Background
Improved mortality prediction for patients in intensive care units is a big challenge. Many severity scores have been proposed, but findings of validation studies have shown that they are not adequately calibrated. The Super ICU Learner Algorithm (SICULA), an ensemble machine learning technique that uses multiple learning algorithms to obtain better prediction performance, does at least as well as the best member of its library. We aimed to assess whether the Super Learner could provide a new mortality prediction algorithm for patients in intensive care units, and to assess its performance compared with other scoring systems.Methods
From January, 2001, to December, 2008, we used the Multiparameter Intelligent Monitoring in Intensive Care II (MIMIC-II) database (version 26) including all patients admitted to an intensive care unit at the Beth Israel Deaconess Medical Centre, Boston, MA, USA. We assessed the calibration, discrimination, and risk classification of predicted hospital mortality based on Super Learner compared with SAPS-II, APACHE-II, and SOFA. We calculated performance measures with cross-validation to avoid making biased assessments. Our proposed score was then externally validated on a dataset of 200 randomly selected patients admitted at the intensive care unit of Hôpital Européen Georges-Pompidou, Paris, France, between Sept 1, 2013, and June, 30, 2014. The primary outcome was hospital mortality. The explanatory variables were the same as those included in the SAPS II score.Findings
24,508 patients were included, with median SAPS-II of 38 (IQR 27-51) and median SOFA of 5 (IQR 2-8). 3002 of 24,508 (12%) patients died in the Beth Israel Deaconess Medical Centre.
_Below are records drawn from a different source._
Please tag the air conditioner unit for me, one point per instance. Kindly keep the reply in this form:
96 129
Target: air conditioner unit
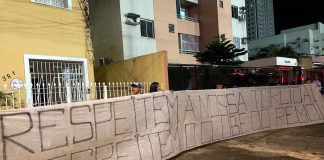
241 18
105 61
244 40
132 23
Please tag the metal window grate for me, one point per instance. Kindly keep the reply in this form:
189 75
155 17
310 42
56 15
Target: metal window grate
55 82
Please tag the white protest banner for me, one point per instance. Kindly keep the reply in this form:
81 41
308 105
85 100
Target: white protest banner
153 126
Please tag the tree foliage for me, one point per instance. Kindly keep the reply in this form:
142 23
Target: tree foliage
276 51
220 51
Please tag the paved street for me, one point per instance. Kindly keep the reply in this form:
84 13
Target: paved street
305 142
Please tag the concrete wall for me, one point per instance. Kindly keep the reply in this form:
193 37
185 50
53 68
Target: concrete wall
148 68
31 28
133 43
239 29
106 30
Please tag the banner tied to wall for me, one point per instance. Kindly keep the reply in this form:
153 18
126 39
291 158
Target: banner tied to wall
154 126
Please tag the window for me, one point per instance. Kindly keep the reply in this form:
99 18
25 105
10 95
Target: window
171 28
147 28
188 43
235 12
55 3
183 13
237 42
221 4
56 80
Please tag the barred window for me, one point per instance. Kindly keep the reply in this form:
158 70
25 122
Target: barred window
147 28
55 3
188 43
237 42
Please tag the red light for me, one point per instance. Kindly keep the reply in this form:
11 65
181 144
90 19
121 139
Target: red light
302 78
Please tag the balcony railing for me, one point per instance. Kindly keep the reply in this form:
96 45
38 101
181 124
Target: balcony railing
188 18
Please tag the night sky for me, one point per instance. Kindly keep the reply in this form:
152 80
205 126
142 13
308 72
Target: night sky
294 13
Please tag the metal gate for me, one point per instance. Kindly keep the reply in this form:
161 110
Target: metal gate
55 82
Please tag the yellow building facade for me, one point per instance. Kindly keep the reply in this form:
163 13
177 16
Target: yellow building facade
43 43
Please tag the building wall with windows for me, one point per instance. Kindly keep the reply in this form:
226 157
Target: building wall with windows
215 19
106 30
239 27
173 27
180 27
116 36
39 38
260 19
307 39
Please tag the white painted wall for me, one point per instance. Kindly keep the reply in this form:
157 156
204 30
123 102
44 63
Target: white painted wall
239 28
133 44
305 39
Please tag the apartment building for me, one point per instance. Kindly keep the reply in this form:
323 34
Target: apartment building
308 39
44 45
260 19
126 29
239 29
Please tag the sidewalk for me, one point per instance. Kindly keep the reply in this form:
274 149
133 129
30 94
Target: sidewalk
305 142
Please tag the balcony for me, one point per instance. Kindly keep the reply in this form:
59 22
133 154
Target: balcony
188 44
188 3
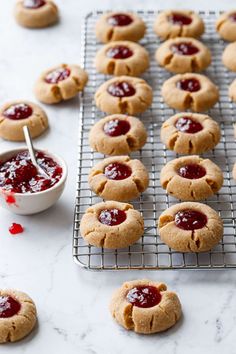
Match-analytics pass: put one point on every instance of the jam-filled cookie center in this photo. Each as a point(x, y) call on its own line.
point(121, 89)
point(8, 306)
point(119, 20)
point(192, 171)
point(144, 296)
point(190, 85)
point(188, 125)
point(57, 75)
point(190, 220)
point(112, 217)
point(184, 48)
point(33, 4)
point(117, 171)
point(18, 111)
point(119, 52)
point(116, 127)
point(179, 19)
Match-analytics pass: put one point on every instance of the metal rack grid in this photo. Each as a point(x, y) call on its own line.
point(150, 252)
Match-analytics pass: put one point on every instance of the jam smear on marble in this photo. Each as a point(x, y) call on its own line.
point(144, 296)
point(19, 175)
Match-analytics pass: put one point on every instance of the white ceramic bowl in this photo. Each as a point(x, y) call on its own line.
point(32, 203)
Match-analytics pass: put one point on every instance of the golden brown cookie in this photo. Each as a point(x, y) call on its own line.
point(15, 114)
point(178, 23)
point(122, 58)
point(191, 178)
point(190, 227)
point(118, 178)
point(229, 56)
point(145, 306)
point(190, 91)
point(120, 26)
point(111, 225)
point(190, 133)
point(17, 315)
point(117, 134)
point(226, 26)
point(181, 55)
point(124, 94)
point(60, 83)
point(36, 13)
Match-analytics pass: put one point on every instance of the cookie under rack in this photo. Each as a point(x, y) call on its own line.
point(150, 252)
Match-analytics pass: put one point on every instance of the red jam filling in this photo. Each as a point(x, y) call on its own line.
point(188, 125)
point(119, 52)
point(117, 171)
point(179, 19)
point(184, 49)
point(144, 296)
point(190, 220)
point(18, 111)
point(57, 75)
point(8, 306)
point(191, 85)
point(119, 20)
point(121, 89)
point(15, 229)
point(34, 4)
point(192, 171)
point(112, 217)
point(19, 175)
point(116, 127)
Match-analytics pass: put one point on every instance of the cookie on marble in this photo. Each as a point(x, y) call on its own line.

We produced two sets of predictions based on the Super Learner; the first based on the 17 variables as they appear in the SAPS-II score (SL1), and the second, on the original, untransformed variables (SL2). The two versions yielded average predicted probabilities of death of 0·12 (IQR 0·02-0·16) and 0·13 (0·01-0·19), whereas the corresponding value for SOFA was 0·12 (0·05-0·15) and for SAPS-II 0·30 (0·08-0·48). The cross-validated area under the receiver operating characteristic curve (AUROC) for SAPS-II was 0·78 (95% CI 0·77-0·78) and 0·71 (0·70-0·72) for SOFA. Super Learner had an AUROC of 0·85 (0·84-0·85) when the explanatory variables were categorised as in SAPS-II, and of 0·88 (0·87-0·89) when the same explanatory variables were included without any transformation. Additionally, Super Learner showed better calibration properties than previous score systems. On the external validation dataset, the AUROC was 0·94 (0·90-0·98) and calibration properties were good.Interpretation
Compared with conventional severity scores, Super Learner offers improved performance for predicting hospital mortality in patients in intensive care units. A user-friendly implementation is available online and should be useful for clinicians seeking to validate our score.Funding
Fulbright Foundation, Assistance Publique-Hôpitaux de Paris, Doris Duke Clinical Scientist Development Award, and the NIH.